1. A method for electrically connecting first and second circuit board conductors of a printed circuit board, the first and second circuit board conductors being disposed in different planes of the circuit board and separated by an insulator layer, the method comprising:

placing a cover onto at least one of the first and second circuit board conductors;

making a cutout through the cover, the insulator layer and the first and second circuit board conductors;

applying an electrically conductive layer under mechanical load onto the cover at least in the area of the cutout so that an electric connection is created along an inner wall surface of the cutout between the first and second circuit board conductors via the electrically conductive layer.
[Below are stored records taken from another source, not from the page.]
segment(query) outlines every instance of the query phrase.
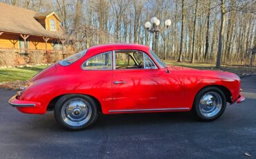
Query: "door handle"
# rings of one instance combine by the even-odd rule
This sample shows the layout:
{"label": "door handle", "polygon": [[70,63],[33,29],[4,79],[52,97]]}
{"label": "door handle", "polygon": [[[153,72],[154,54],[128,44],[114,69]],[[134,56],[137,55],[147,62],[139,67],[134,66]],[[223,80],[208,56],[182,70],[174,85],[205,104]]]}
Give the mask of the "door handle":
{"label": "door handle", "polygon": [[126,82],[125,81],[115,81],[113,82],[114,84],[125,84]]}

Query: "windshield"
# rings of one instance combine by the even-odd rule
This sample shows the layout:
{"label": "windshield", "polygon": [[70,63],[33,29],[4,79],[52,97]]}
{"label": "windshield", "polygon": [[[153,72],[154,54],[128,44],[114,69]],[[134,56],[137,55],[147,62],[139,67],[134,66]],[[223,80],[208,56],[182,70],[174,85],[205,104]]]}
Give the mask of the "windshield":
{"label": "windshield", "polygon": [[59,64],[62,66],[64,66],[71,65],[73,63],[74,63],[75,62],[77,61],[82,57],[83,57],[85,55],[85,53],[86,53],[86,51],[87,51],[87,50],[85,50],[81,51],[80,53],[78,53],[74,54],[71,56],[69,56],[69,57],[66,57],[66,59],[60,61]]}
{"label": "windshield", "polygon": [[156,61],[156,62],[160,65],[160,66],[165,67],[165,63],[161,60],[159,57],[156,56],[156,55],[152,50],[150,50],[150,53],[154,59]]}

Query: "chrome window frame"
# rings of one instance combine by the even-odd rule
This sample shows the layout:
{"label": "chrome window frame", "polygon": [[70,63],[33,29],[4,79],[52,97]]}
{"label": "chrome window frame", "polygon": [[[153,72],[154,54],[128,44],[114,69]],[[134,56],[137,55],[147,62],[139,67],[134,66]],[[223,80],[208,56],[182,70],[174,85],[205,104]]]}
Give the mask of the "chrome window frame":
{"label": "chrome window frame", "polygon": [[[88,51],[88,49],[86,49],[86,50],[82,50],[82,51],[80,51],[80,52],[79,52],[79,53],[75,53],[75,54],[77,54],[77,53],[84,53],[84,55],[82,55],[82,56],[81,56],[80,57],[79,57],[77,59],[76,59],[75,61],[74,61],[73,62],[72,62],[71,64],[68,64],[68,65],[62,65],[62,64],[60,64],[60,62],[61,61],[62,61],[62,60],[64,60],[64,59],[66,59],[66,58],[68,58],[68,57],[70,57],[70,56],[68,56],[68,57],[66,57],[65,59],[62,59],[62,60],[60,60],[59,62],[58,62],[58,64],[60,64],[60,66],[64,66],[64,67],[66,67],[66,66],[70,66],[70,65],[71,65],[71,64],[74,64],[75,62],[77,62],[79,59],[82,59],[86,54],[86,53],[87,53],[87,51]],[[75,55],[75,54],[73,54],[73,55],[71,55],[71,56],[73,56],[73,55]]]}
{"label": "chrome window frame", "polygon": [[[86,69],[84,69],[83,67],[84,64],[88,62],[89,60],[90,60],[91,59],[96,57],[96,56],[98,56],[98,55],[100,55],[102,54],[106,54],[106,53],[110,53],[110,58],[111,58],[111,68],[110,69],[90,69],[90,70],[86,70]],[[86,60],[85,60],[81,65],[81,68],[82,70],[84,70],[84,71],[111,71],[113,70],[113,51],[107,51],[107,52],[104,52],[104,53],[99,53],[99,54],[97,54],[93,57],[91,57],[90,58],[87,59]]]}
{"label": "chrome window frame", "polygon": [[[125,69],[116,69],[116,52],[117,51],[136,51],[136,52],[139,52],[139,53],[143,53],[143,64],[144,64],[144,68],[125,68]],[[154,62],[154,61],[151,59],[150,56],[149,55],[147,55],[147,53],[143,52],[143,51],[140,51],[140,50],[113,50],[113,70],[155,70],[155,69],[158,69],[158,67],[157,66],[157,65]],[[153,64],[154,65],[154,68],[145,68],[145,54],[147,54],[147,56],[149,57],[149,59],[150,61],[153,63]]]}

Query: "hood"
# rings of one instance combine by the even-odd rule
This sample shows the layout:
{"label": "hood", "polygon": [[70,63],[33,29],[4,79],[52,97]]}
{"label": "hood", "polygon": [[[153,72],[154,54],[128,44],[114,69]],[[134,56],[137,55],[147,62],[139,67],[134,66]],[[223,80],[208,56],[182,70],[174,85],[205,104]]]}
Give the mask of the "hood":
{"label": "hood", "polygon": [[176,66],[167,66],[170,70],[196,70],[192,68]]}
2. The method as recited in claim 1, wherein the placing of the cover is performed in sections.

3. The method as recited in claim 1, wherein the electrically conductive layer includes a substance having thixotropic properties.

4. The method as recited in claim 1, wherein the applying of the electrically conductive layer includes generating a negative pressure in the cutout on a side facing away from the layer.

5. The method as recited in claim 1, wherein applying of the electrically conductive layer is performed using a doctor blade.

6. The method as recited in claim 1, wherein the cutout is configured as an opening through the printed circuit board.

7. The method as recited in claim 1, wherein a cover is placed onto both of the first and second circuit board conductors.

8. The method as recited in claim 1, further comprising moving the printed circuit board from a first horizontal position, in which the cover on the first circuit board conductor faces upwards, into a second inversed horizontal position, in which the cover on the second circuit board conductor faces upwards, and applying a further electrically conducting layer onto the cover of the second circuit board conductor.

9. The method as recited in claim 1, wherein the cover includes at least one of a film and a coating.

10. The method as recited in claim 1, wherein the making of the cutout includes adapting dimensions of the cutout to at least one property of the electrically conductive layer.

11. The method as recited in claim 1, wherein the electrically conductive layer includes silver.